The bereaved family knelt before the small marker planted by the welfare officer. On it had been etched the sergeant's name, his unit, and its number, his last assignment and his tender age. He hadn't reached even the age of 20. I recalled the words of a grieving father whom I'd heard on the radio before we'd started out that day. His son had been 21 and half when he fell. He'd mentioned this perhaps seven times during his brief, halting statement. The program's host hadn't dared interrupt him. And so his words had been heard as a kind of prose poem with a heartbreaking, recurring stanza: a 21 and half year-old boy when he died, 21 and half years-old, 21 and half. The sergeant we brought from the temporary cemetery for final burial hadn't been even 20.

In silence, we moved away from the grieving family and the crowd of mourners. Now that our job was done, we gathered around our command car, slurping cold water from a jerry can. As always, we wrung our hands while murmuring the usual phrases to avert the agony of death and ward off the evil eye. Someone complimented the fine professional work of our moshavnik. Just don't start telling your grave digging stories, I secretly prayed. Resist the urge to regale us with eerie funeral tales from the Moshav. He exhaled deeply, but, observing the decencies, said nothing. Yet under his breath, he muttered, "Such baskets of sand. Such DPW baskets of sand. I haven't seen those in ages. I didn't even know they still used those things".

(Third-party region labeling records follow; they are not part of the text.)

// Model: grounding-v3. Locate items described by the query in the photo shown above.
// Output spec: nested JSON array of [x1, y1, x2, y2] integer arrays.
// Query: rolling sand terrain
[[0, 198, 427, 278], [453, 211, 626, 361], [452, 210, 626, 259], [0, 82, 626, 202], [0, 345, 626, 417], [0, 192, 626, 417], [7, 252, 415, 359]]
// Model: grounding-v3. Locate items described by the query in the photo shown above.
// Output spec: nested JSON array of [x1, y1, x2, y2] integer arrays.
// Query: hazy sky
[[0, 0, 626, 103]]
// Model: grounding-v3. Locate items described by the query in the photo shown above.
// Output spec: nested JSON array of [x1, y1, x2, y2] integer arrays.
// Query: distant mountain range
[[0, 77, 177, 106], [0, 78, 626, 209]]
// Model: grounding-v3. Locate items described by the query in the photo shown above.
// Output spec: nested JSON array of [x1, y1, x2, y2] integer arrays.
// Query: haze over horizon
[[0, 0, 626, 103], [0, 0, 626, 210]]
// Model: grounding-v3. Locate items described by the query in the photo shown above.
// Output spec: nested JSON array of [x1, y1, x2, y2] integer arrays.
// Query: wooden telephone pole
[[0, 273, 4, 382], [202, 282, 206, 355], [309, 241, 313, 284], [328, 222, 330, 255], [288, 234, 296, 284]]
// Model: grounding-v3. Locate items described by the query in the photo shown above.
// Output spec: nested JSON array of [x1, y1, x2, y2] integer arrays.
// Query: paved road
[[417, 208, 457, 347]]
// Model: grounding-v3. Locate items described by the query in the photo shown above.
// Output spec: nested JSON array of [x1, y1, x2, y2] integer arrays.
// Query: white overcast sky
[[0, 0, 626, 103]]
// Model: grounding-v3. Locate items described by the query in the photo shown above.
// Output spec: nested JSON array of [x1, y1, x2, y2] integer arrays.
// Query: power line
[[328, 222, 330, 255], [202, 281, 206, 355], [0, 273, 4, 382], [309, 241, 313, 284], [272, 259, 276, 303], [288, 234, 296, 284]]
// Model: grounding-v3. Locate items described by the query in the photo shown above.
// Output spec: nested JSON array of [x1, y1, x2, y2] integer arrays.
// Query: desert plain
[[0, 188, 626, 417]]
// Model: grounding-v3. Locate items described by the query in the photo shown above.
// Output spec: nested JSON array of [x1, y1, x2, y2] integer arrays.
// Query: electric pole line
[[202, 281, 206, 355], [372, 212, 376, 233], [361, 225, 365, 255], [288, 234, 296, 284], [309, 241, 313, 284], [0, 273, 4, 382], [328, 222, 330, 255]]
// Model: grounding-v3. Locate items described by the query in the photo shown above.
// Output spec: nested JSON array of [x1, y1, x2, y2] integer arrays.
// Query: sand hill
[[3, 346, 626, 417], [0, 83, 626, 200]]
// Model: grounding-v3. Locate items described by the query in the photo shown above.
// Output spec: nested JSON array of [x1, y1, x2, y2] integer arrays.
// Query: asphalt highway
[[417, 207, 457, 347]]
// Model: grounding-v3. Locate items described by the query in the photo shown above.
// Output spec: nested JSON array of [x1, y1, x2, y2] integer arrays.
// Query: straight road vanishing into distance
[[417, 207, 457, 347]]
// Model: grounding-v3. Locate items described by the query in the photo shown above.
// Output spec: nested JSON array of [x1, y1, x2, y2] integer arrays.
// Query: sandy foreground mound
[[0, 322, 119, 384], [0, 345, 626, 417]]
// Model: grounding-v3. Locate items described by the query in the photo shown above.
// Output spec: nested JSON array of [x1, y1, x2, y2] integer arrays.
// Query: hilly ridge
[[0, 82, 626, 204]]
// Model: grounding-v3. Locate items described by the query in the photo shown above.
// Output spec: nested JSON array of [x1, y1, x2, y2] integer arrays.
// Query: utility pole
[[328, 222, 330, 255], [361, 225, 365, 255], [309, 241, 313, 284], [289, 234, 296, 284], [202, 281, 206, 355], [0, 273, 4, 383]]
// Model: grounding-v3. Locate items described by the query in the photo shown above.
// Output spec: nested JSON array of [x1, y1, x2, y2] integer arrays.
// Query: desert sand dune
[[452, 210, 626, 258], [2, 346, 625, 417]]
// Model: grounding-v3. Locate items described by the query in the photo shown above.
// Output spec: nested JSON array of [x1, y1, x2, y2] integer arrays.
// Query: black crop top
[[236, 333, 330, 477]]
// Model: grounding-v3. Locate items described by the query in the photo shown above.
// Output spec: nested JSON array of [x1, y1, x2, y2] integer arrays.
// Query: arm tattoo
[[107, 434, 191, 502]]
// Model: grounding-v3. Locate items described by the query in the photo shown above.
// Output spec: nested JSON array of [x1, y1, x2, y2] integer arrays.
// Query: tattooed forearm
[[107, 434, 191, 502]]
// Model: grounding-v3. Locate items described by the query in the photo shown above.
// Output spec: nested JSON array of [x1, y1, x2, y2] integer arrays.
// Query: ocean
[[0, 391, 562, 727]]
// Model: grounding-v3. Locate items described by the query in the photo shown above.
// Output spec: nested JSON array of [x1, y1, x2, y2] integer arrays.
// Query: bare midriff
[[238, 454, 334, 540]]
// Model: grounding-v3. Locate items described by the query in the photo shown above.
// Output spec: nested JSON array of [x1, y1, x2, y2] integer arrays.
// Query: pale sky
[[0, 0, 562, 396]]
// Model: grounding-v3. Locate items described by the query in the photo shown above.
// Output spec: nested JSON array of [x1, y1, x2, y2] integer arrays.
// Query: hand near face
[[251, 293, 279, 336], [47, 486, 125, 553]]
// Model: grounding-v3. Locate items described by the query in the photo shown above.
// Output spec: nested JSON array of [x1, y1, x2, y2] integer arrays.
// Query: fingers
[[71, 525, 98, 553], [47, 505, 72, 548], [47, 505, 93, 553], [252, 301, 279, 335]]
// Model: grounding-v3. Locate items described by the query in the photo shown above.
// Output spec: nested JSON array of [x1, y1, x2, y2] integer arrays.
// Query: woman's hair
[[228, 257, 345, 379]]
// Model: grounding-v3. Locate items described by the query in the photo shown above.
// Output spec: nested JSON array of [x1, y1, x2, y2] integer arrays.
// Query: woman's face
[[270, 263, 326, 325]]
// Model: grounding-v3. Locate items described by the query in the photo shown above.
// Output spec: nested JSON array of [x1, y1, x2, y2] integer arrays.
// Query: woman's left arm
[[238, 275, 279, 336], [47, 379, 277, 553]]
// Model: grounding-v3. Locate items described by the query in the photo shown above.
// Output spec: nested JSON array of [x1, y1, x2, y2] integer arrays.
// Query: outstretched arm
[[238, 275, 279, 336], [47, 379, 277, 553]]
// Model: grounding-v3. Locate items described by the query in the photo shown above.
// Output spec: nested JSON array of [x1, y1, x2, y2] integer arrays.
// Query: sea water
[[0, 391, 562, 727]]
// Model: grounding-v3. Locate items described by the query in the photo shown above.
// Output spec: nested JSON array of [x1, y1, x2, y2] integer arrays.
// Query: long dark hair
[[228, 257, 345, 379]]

Later, we climbed heavily into the command car and again sat three across on the benches. But now we had neither the coffin nor the flag draped over it. On the metal floor, only dusty furrows marked where we had dragged the box. We sat now free of the tension and gravity we had felt driving there. I glanced at the military section as the people left and at the flocks of swallows flitting through the tree tops. This, I thought, is the entire story: a dozen tattered, rubber DPW baskets of sand. twelve heavy baskets filled with sand. And the vague, violent arbitrariness of war. And this somber assemblage: six reservists, the lad from the tank battalion, the Moshavnik who threw himself on the grave to erase his grief, and I, imprinting this image into my memory.

I saw too many dead in that damn war, far too many. At the collection stations, at battalion aid posts and at makeshift field hospitals. And on the sooty hills, beneath the melting snow, at the parking lots of the temporary cemeteries. I didn't know this young sergeant. I'd never seen him anywhere. Just before we left, I cast a final glance at the fresh mound and the wooden marker, at the flowers and the black ribbons covering everything. And one last time to see the 12 DPW baskets of sand still standing behind us like a dozen silent witnesses forever fixed to the spot.